榮國府正門右邊西角門內的一側住的就是府中得臉的李、趙、張、王四家。
趙家住的屋子與榮慶堂中間只隔了一個院子,經過院子就是榮慶堂前的垂花門。
榮慶堂的丫鬟香月,領著人往榮慶堂的速度不快不慢,賈政沉著臉色大步跨過經過垂花門後的穿堂和三間小廳,進到榮慶堂正房前的院中時,正好瞧著屋門上的紗簾掀起,平日裡在賈母身邊伺候的大小丫鬟寂靜有序的從屋中魚貫退出。
見著臉色十分難看的賈政突然出現,院子中的丫鬟一怔。
其中剛從屋中退出丫鬟中領頭的大丫鬟怔愣過後,快速回過神,轉過身想要返回屋中通報,剛走了一步,隨在賈政身後的小廝卻飛快上前將人攔住,同時給人使了一個眼色。
大丫鬟再次一愣,隨後明白過來,看了一眼距離拉近之後面色更顯黑沉的賈政,眼神動了動,腳下一轉,往院內一側的遊廊走去。

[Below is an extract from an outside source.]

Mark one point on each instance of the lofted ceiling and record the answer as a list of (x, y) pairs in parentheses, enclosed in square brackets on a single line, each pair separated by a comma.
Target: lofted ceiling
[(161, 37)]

能在榮慶堂內伺候的丫鬟眼力勁都不差,見著大丫鬟的動作暗暗相互對視,三三兩兩一隊,各自走向院內離著正房有一定距離,聽不到屋中具體聲響,卻又能遠遠留意正房動靜的位置站定。
屋外廊下的懸掛的燈火明亮,門上墜著珠玉的紗簾剛現出賈政的身影,屋內坐在榻上的賈母眉間當即皺起眉。
“嘩啦——”
墜在紗簾上的珠翠相撞發出一陣脆響,走到屋前,賈政腳步不停,直接抬手掀開紗簾,跨步走進屋內。
“兒子有一事不明,請母親賜教。”進到屋內,掃了一眼跪在榻前地面上的趙家當家人,賈政黑沉的眼中閃過一絲陰狠,抬頭直直看向坐在榻上的賈母,“聽聞趙家的兒子趙弘,數日前奉母親之命出城,至今未歸,不知母親命趙弘出城究竟是做甚麼?”
“你!”
見到賈政近乎闖入的動作,賈母眉間不滿地皺得更緊,但下一刻賈政的話一出,賈母面色一變,對賈政闖入的不滿瞬間褪去,看著賈政眼神一利。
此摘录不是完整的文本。